Ethiopia is one of Africa’s fastest-growing countries, with GDP expected to expand by an average of more than 6% from 2017 to 2021. As part of its drive to transform the country into a manufacturing hub, the Ethiopian government has made impressive headway in developing industrial clusters and improving competitiveness. Foreign direct investment flows are anticipated to be driven by supportive government policies and a large consumer market.
“I see a strong manufacturing sector, with its contribution to GDP further rising on the back of the development of industrial parks around the country and associated incentives to investors,” said Morgan Uloko, regional director, East and Southern Africa, DHL Express, sub-Saharan Africa.
“I also see improved energy generation with the potential to reduce production costs if the Grand Ethiopian Renaissance Dam is completed on schedule. Textile, leather and agro-industries are other sectors with strong growth potential. Overall, indications are that the strong economic growth we have seen in the last decade will continue in the foreseeable future,” he added.
The EIU is optimistic about Kenya’s economic prospects, and forecasts average GDP growth in excess of 5.5% over the coming five years. Consumer demand is anticipated to remain robust, despite a recent cap on bank lending rates that will distort the financial sector.
Although the outcome of the upcoming election, scheduled for August 2017, isn’t anticipated to lead to a shift in government policy direction, it could dent businesses’ confidence in the near term.
Notwithstanding Uganda being further behind the reform curve when compared to a country such as Kenya, the government’s focus on manufacturing and efforts to pursue its infrastructure projects will support growth over the medium term.
Fatma Abubakar, country manager for DHL Express Uganda, believes the country is on a positive economic trajectory: “Uganda is a stable country and we are blessed with a favourable climate and abundant available land. It has attracted investors involved in the manufacturing of dairy products, as well as breweries and beverages.”
The EIU’s bullish outlook for Tanzania is premised on three factors: significant infrastructure development taking place across the country; improved power and gas supply which will support manufacturing over the medium term; and a greater enthusiasm to seize the economic opportunities associated with being a member of the East African Community.
Femi Olaiyi, country manager of DHL Tanzania, believes investors often make the mistake of only targeting the major cities. “Tanzania is a huge country, yet many businesses focus primarily on the cities of Dar es Salaam, Arusha and Mwanza. There are many underserved second-tier cities experiencing rapid growth. Companies should expand their footprint to these urban areas and take advantage of the untapped business opportunities,” he said.
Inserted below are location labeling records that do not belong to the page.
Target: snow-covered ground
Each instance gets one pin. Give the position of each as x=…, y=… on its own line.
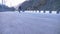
x=29, y=23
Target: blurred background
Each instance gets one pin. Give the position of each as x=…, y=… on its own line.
x=13, y=5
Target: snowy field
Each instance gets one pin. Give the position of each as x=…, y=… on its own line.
x=29, y=23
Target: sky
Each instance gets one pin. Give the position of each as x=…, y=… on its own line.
x=12, y=3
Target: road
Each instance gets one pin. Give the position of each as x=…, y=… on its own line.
x=29, y=23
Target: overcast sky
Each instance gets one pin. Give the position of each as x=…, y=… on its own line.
x=11, y=3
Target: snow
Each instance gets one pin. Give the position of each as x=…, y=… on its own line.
x=29, y=23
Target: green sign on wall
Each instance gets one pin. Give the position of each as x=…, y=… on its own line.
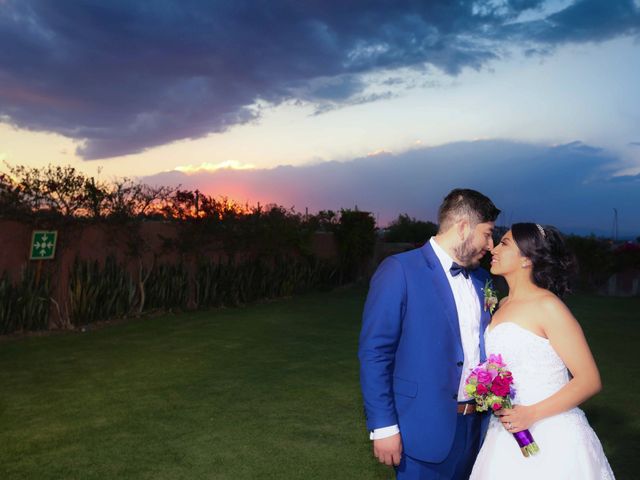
x=43, y=244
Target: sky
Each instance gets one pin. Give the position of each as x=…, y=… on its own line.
x=322, y=104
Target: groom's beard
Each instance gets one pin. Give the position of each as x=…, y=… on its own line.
x=468, y=255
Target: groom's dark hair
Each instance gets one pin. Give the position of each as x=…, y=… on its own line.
x=464, y=202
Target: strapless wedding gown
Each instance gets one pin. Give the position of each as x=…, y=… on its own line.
x=569, y=448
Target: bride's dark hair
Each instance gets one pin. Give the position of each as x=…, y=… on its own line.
x=553, y=264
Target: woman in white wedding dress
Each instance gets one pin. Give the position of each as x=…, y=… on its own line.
x=553, y=368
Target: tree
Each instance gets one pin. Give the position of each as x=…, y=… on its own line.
x=407, y=229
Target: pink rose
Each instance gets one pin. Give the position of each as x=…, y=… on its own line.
x=507, y=377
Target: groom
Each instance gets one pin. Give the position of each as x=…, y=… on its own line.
x=422, y=331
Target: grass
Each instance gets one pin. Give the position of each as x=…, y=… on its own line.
x=266, y=391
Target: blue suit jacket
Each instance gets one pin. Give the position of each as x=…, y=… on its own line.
x=411, y=352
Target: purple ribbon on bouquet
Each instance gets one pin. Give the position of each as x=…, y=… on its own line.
x=526, y=443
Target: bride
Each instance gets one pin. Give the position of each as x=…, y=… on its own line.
x=553, y=369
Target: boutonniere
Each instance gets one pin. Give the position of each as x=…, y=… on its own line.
x=490, y=296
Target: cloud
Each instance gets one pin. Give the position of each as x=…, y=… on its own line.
x=121, y=76
x=570, y=185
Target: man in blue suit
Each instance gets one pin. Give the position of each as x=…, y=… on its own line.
x=422, y=331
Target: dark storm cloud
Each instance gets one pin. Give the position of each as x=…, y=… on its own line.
x=126, y=75
x=568, y=185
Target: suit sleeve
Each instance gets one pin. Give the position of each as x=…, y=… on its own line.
x=381, y=329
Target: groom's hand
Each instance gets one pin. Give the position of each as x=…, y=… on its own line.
x=388, y=450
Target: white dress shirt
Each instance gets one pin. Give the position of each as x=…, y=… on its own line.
x=468, y=308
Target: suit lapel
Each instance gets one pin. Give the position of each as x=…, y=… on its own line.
x=443, y=289
x=485, y=315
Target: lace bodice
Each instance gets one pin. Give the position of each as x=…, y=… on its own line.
x=538, y=371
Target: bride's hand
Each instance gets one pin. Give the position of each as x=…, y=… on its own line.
x=518, y=418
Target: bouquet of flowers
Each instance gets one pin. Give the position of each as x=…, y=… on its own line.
x=490, y=384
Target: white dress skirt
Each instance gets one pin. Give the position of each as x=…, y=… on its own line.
x=569, y=448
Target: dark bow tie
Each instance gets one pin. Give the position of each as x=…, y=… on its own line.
x=456, y=269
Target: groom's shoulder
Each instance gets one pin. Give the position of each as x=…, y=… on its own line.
x=408, y=256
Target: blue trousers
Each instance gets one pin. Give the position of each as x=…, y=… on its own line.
x=459, y=462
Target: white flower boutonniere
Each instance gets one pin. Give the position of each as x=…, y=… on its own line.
x=490, y=296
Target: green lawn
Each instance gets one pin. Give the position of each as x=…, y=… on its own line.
x=268, y=391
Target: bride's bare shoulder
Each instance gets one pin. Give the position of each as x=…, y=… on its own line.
x=554, y=310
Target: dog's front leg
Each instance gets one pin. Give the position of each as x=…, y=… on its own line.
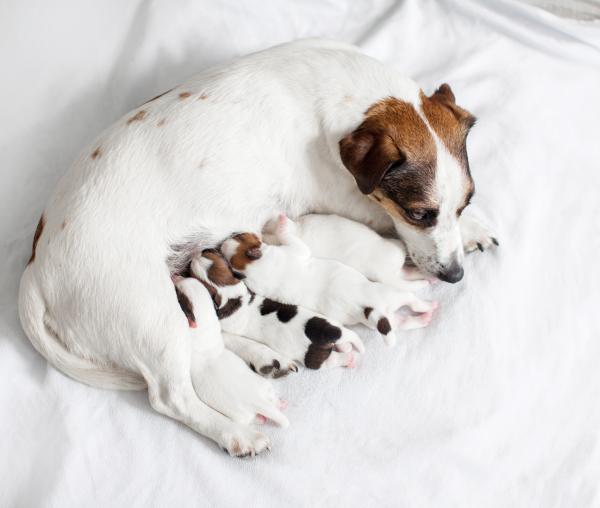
x=475, y=235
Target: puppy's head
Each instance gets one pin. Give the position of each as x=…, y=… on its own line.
x=214, y=272
x=411, y=159
x=242, y=249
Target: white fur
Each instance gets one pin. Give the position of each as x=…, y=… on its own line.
x=255, y=136
x=330, y=236
x=287, y=338
x=288, y=272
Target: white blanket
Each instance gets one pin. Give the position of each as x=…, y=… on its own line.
x=497, y=403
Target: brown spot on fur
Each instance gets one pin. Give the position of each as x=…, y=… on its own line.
x=316, y=355
x=138, y=117
x=158, y=96
x=36, y=237
x=248, y=250
x=220, y=272
x=232, y=306
x=383, y=326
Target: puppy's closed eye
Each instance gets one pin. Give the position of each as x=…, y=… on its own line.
x=254, y=253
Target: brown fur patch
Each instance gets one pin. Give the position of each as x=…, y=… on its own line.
x=248, y=250
x=220, y=272
x=138, y=117
x=186, y=306
x=36, y=237
x=383, y=326
x=316, y=355
x=450, y=122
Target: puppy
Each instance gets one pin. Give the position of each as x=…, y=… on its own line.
x=292, y=331
x=354, y=244
x=289, y=273
x=220, y=378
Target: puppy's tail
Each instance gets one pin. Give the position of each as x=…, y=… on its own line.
x=32, y=312
x=378, y=320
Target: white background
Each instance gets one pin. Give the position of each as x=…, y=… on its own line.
x=495, y=404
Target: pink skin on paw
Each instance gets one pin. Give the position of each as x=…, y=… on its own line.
x=344, y=347
x=351, y=361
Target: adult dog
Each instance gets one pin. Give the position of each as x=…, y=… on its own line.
x=311, y=126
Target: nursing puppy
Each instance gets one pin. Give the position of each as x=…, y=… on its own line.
x=290, y=330
x=330, y=236
x=289, y=273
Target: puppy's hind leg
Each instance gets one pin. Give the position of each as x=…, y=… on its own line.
x=259, y=357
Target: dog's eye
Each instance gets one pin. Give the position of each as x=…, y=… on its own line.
x=417, y=214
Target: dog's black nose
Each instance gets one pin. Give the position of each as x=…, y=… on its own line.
x=451, y=273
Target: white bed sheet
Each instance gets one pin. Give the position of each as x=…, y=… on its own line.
x=495, y=404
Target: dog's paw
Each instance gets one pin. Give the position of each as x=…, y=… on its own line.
x=274, y=366
x=244, y=442
x=475, y=235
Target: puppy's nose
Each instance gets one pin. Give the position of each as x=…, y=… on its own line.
x=451, y=273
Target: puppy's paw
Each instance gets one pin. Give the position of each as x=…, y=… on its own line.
x=244, y=442
x=475, y=235
x=274, y=367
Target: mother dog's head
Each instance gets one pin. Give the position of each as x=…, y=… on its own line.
x=412, y=160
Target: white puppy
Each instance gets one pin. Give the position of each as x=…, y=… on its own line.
x=220, y=378
x=289, y=273
x=330, y=236
x=290, y=330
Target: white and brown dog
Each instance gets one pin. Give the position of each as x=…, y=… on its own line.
x=310, y=126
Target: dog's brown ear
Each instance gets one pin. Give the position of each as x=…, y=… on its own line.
x=445, y=96
x=254, y=253
x=368, y=154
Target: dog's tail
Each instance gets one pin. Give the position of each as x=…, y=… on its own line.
x=378, y=320
x=32, y=311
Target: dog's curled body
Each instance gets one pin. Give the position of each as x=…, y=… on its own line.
x=223, y=152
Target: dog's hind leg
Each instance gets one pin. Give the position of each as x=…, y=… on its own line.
x=171, y=393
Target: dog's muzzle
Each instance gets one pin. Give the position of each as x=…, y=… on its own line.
x=451, y=272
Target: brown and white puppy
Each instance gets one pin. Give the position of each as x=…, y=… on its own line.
x=292, y=333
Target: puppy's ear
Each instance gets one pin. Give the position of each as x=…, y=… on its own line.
x=368, y=154
x=445, y=96
x=253, y=253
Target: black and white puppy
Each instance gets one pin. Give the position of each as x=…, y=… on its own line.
x=289, y=331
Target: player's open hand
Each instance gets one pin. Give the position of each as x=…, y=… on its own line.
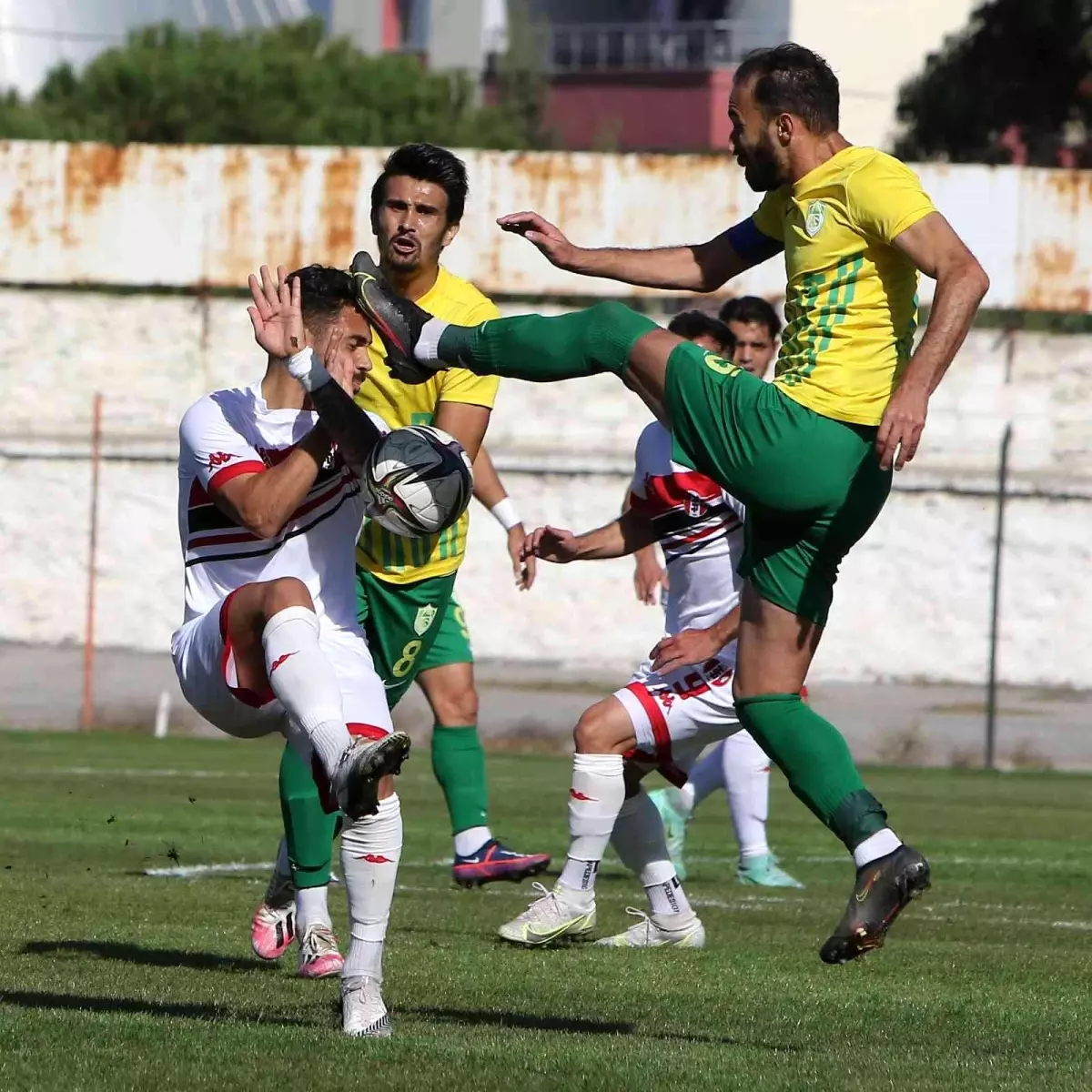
x=523, y=567
x=688, y=649
x=277, y=315
x=551, y=544
x=544, y=235
x=901, y=427
x=649, y=577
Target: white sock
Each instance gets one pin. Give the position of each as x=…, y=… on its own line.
x=595, y=798
x=639, y=841
x=470, y=841
x=370, y=851
x=746, y=771
x=430, y=339
x=876, y=845
x=311, y=909
x=707, y=775
x=303, y=678
x=308, y=369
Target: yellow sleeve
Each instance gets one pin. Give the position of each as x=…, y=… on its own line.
x=769, y=217
x=458, y=385
x=885, y=197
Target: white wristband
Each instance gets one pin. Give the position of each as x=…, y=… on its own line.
x=506, y=514
x=307, y=369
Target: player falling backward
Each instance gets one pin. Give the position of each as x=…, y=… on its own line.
x=809, y=454
x=268, y=509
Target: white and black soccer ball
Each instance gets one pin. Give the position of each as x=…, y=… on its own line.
x=419, y=480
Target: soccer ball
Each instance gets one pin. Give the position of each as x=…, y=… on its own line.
x=418, y=481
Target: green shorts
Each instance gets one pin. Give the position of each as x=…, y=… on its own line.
x=410, y=628
x=813, y=485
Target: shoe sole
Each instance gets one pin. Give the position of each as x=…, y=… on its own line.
x=383, y=759
x=513, y=876
x=915, y=882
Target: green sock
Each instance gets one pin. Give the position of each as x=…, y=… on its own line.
x=308, y=828
x=814, y=758
x=545, y=350
x=459, y=764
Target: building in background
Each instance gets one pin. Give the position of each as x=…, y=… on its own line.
x=36, y=35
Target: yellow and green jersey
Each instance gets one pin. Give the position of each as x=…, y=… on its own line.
x=851, y=301
x=389, y=556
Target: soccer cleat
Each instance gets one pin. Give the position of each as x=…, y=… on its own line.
x=659, y=932
x=398, y=320
x=273, y=926
x=675, y=817
x=319, y=956
x=356, y=781
x=550, y=917
x=364, y=1014
x=883, y=889
x=763, y=871
x=495, y=862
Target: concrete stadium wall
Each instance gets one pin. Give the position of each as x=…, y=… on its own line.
x=912, y=602
x=197, y=216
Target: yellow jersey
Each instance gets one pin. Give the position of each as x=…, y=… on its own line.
x=389, y=556
x=851, y=300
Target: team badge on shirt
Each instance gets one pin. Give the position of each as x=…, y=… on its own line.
x=814, y=218
x=424, y=620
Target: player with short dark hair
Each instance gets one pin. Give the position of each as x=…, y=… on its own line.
x=405, y=587
x=754, y=327
x=811, y=454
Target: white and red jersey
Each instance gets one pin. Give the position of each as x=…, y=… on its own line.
x=230, y=432
x=700, y=529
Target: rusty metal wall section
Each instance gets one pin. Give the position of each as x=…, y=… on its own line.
x=152, y=216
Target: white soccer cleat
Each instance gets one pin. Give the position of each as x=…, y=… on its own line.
x=319, y=956
x=364, y=1013
x=659, y=931
x=273, y=926
x=550, y=917
x=355, y=782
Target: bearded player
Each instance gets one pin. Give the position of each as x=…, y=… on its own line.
x=415, y=628
x=811, y=454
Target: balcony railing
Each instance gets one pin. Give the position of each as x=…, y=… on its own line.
x=621, y=47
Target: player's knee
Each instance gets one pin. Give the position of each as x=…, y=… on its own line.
x=595, y=732
x=287, y=592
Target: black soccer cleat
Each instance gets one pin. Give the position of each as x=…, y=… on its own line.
x=883, y=889
x=398, y=320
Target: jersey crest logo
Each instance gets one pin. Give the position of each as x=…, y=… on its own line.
x=814, y=218
x=425, y=617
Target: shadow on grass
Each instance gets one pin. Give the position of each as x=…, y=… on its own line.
x=147, y=956
x=579, y=1026
x=81, y=1003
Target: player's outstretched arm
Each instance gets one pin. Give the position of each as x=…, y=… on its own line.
x=935, y=248
x=618, y=539
x=703, y=267
x=490, y=490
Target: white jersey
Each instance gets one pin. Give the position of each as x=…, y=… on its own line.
x=230, y=432
x=700, y=529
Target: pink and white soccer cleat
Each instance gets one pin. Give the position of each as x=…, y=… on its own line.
x=319, y=956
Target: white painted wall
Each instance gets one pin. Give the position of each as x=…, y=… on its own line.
x=912, y=601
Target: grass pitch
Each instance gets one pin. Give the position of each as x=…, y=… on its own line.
x=115, y=980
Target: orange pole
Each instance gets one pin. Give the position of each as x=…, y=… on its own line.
x=87, y=709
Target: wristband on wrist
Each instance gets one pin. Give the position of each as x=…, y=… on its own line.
x=506, y=514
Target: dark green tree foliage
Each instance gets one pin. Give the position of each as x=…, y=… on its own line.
x=1020, y=72
x=285, y=86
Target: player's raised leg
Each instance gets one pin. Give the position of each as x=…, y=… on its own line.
x=596, y=795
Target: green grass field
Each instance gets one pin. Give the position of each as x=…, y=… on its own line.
x=115, y=980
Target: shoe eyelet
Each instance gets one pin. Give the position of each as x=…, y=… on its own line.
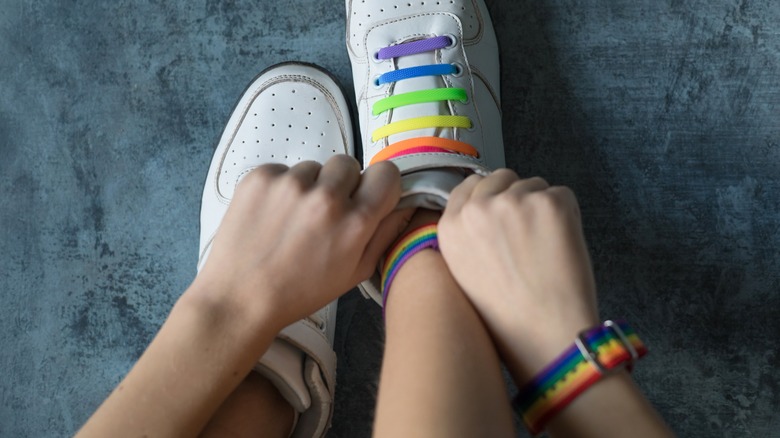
x=458, y=69
x=453, y=41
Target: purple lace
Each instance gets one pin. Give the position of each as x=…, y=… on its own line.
x=414, y=47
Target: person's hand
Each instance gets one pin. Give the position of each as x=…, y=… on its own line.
x=516, y=248
x=295, y=239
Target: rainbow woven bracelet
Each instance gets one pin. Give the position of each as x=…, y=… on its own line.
x=596, y=352
x=413, y=242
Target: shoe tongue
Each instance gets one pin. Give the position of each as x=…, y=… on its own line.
x=420, y=109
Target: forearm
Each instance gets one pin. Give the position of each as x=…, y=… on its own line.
x=611, y=407
x=441, y=374
x=201, y=353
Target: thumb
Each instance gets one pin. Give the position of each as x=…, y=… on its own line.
x=386, y=233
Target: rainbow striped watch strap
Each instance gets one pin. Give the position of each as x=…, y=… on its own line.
x=609, y=347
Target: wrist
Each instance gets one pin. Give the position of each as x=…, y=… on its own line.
x=220, y=308
x=527, y=349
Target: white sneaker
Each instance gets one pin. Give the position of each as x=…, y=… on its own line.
x=426, y=77
x=291, y=112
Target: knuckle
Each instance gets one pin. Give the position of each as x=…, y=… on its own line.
x=538, y=180
x=326, y=203
x=294, y=184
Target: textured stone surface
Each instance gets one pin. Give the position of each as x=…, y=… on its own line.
x=664, y=116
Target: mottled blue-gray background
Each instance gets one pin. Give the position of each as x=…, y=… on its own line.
x=663, y=115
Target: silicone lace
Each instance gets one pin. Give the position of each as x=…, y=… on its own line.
x=419, y=144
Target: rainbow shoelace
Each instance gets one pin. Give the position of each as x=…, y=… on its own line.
x=420, y=144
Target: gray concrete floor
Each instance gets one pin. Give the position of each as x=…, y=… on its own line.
x=664, y=116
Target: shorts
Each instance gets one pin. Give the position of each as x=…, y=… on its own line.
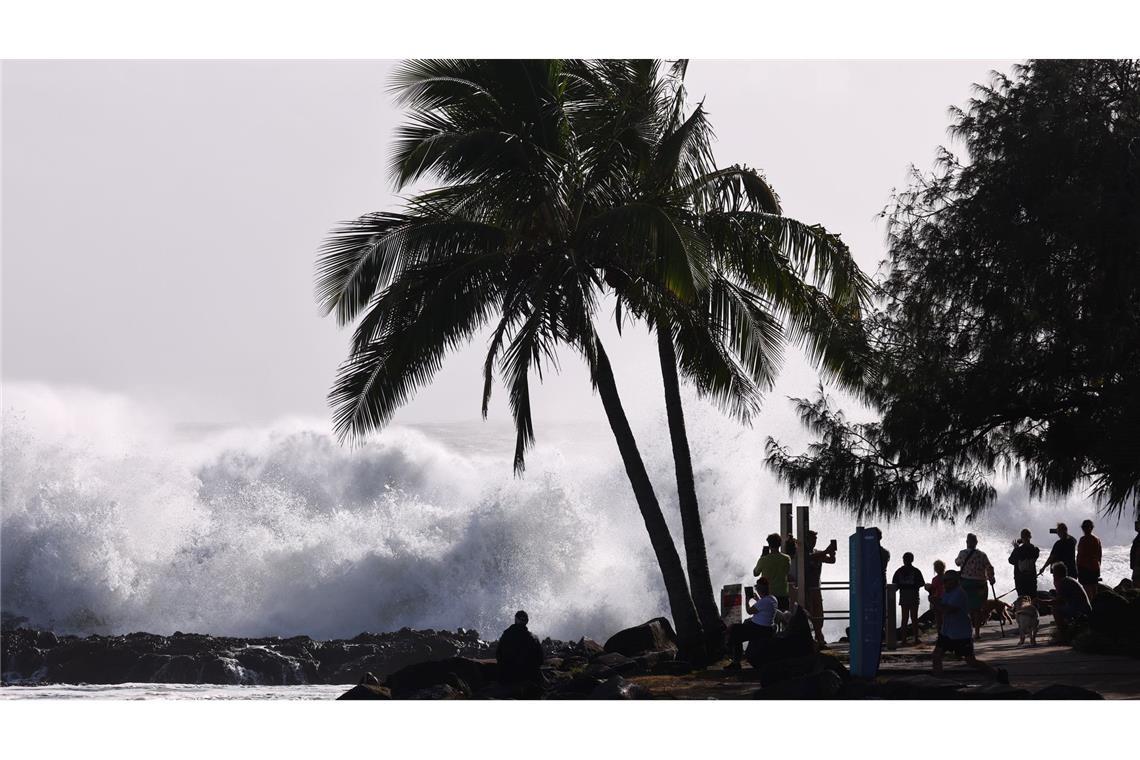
x=960, y=646
x=1088, y=575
Ghana is a pocket of promise for a two reasons. One, short-term economic activity is buoyed by developments in the energy sector and, two, ambitious infrastructure development plans support the medium-term agenda. While fiscal prudence from the Ghanaian government remains key, the EIU is fairly confident about the administration’s policy direction. The economy is expected to expand by an average of about 6% from 2017 to 2021.
Cameroon has compelling prospects to boost its industrial and agricultural output. The country stands out in the central Africa region because it is not as dependent on oil as some of its neighbours and therefore had less of a rocky time over the past two years. Another positive is the government’s readiness to embrace the structural reforms needed to boost private sector investment.
“Agriculture represents a major business opportunity. The country is already the biggest agricultural producer in Central Africa, but we have not reached our full potential in terms of the production and processing of crops,” remarked Ousmanou Kouotou, country manager of DHL Express Cameroon.